Harden agent runner tool runtimes (#2247)

* fix(tools): harden agent runner tool runtimes * fix(tools): bootstrap Python workspaces with available interpreter * fix(tools): clear stale Python workspace env locks * fix(tools): decouple runtime from agent runner * test(tools): cover runtime hardening edge cases * fix(tools): support binary workspace file chunks
2026-06-24 14:34:20 +00:00 · 2026-06-18 14:06:04 +00:00
parent 3a2edf9753
commit a020ca680f
10 changed files with 1008 additions and 169 deletions
@@ -54,7 +54,9 @@ def test_classify_python_workspace_detects_package_and_requirements():
 def test_wrap_python_command_with_env_contains_bootstrap_and_command():
    command = wrap_python_command_with_env('python script.py')
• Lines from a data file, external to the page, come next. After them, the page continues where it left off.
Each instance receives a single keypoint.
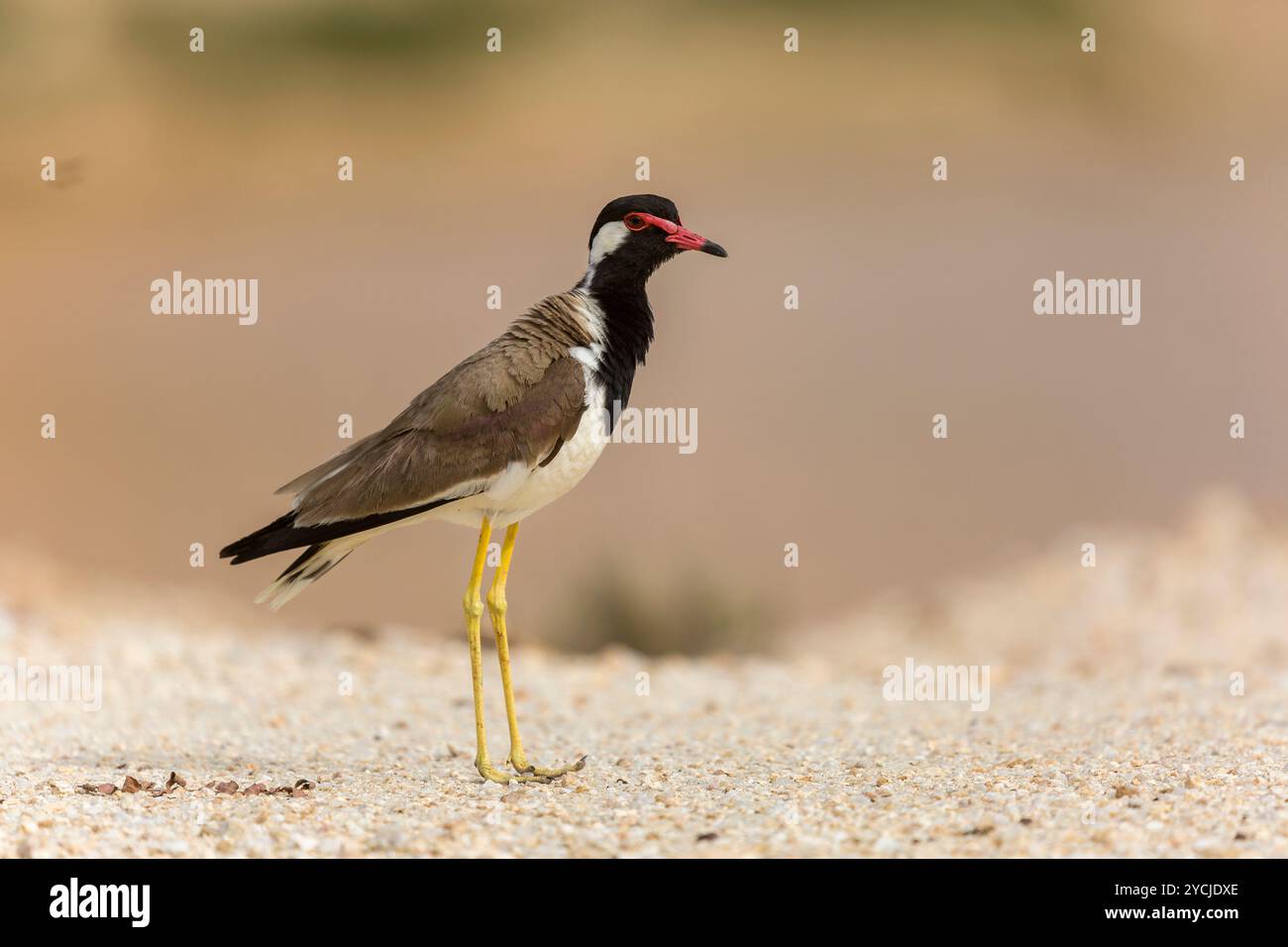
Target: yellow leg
(473, 616)
(496, 605)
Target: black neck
(618, 289)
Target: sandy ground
(1112, 729)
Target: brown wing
(509, 402)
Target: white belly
(520, 492)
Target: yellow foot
(522, 766)
(492, 775)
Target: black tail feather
(282, 534)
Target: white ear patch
(606, 239)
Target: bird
(502, 434)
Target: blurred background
(476, 169)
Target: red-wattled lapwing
(500, 436)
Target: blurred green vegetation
(692, 615)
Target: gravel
(1115, 728)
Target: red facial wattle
(678, 235)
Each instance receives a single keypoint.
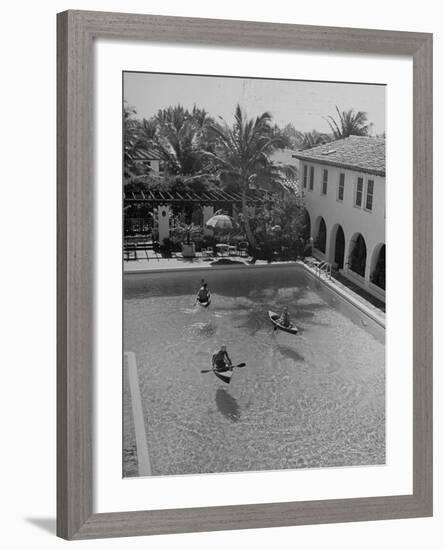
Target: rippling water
(312, 400)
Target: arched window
(378, 275)
(358, 255)
(339, 247)
(321, 238)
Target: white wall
(353, 219)
(28, 275)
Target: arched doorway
(306, 226)
(358, 255)
(339, 248)
(321, 236)
(377, 276)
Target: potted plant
(185, 232)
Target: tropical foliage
(242, 154)
(198, 153)
(349, 123)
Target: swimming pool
(312, 400)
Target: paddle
(232, 366)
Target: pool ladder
(324, 268)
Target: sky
(305, 104)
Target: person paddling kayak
(221, 360)
(203, 296)
(284, 319)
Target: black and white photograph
(253, 274)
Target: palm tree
(242, 154)
(313, 138)
(349, 123)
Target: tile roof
(360, 153)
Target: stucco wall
(353, 220)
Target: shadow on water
(290, 353)
(227, 405)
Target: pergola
(162, 202)
(208, 197)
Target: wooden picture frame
(77, 31)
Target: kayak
(274, 318)
(225, 376)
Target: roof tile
(361, 153)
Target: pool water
(312, 400)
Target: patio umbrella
(220, 221)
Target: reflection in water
(291, 353)
(312, 400)
(227, 405)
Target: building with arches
(344, 187)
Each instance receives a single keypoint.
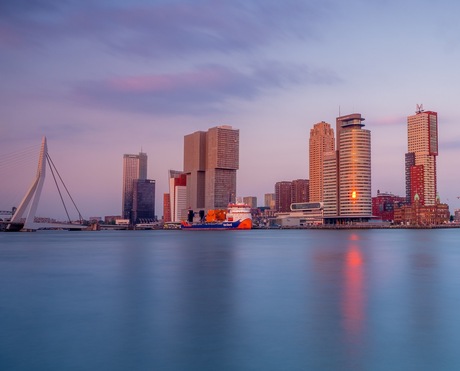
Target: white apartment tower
(321, 142)
(422, 145)
(347, 173)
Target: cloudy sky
(104, 78)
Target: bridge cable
(51, 163)
(57, 186)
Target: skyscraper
(269, 200)
(283, 196)
(178, 195)
(321, 142)
(300, 190)
(143, 201)
(251, 201)
(222, 162)
(422, 145)
(195, 168)
(211, 160)
(134, 167)
(348, 170)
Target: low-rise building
(302, 214)
(422, 215)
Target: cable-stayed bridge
(23, 217)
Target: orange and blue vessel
(236, 216)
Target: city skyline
(100, 79)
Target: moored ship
(236, 216)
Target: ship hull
(227, 225)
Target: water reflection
(353, 297)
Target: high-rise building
(211, 160)
(384, 205)
(178, 195)
(347, 173)
(269, 200)
(251, 201)
(283, 196)
(134, 167)
(143, 201)
(166, 208)
(300, 190)
(422, 145)
(195, 168)
(321, 142)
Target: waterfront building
(251, 201)
(222, 162)
(134, 167)
(166, 208)
(301, 214)
(417, 214)
(270, 200)
(111, 219)
(300, 190)
(457, 215)
(384, 204)
(422, 145)
(143, 201)
(283, 196)
(347, 173)
(211, 160)
(321, 142)
(177, 195)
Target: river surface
(230, 300)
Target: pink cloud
(211, 77)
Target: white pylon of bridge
(32, 196)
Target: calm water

-    assert 'python -m venv "$_LB_VENV_DIR"' in command
+    assert '_LB_SYSTEM_PYTHON="$(command -v python3 || command -v python || true)"' in command
+    assert '"$_LB_SYSTEM_PYTHON" -m venv "$_LB_VENV_DIR"' in command
+    assert 'kill -0 "$_LB_LOCK_OWNER"' in command
    assert 'export VIRTUAL_ENV="$_LB_VENV_DIR"' in command
    assert command.rstrip().endswith('python script.py')

@@ -180,7 +180,7 @@ class TestMCPServerBoxConfig:
        assert cfg.host_path is None
        assert cfg.host_path_mode == 'ro'
        assert cfg.env == {}
-        assert cfg.startup_timeout_sec == 120
+        assert cfg.startup_timeout_sec == 300
        assert cfg.cpus is None
        assert cfg.memory_mb is None
        assert cfg.pids_limit is None
@@ -494,6 +494,84 @@ class TestBuildBoxProcessPayload:
        assert payload['args'] == ['/opt/other/server.py', '--flag']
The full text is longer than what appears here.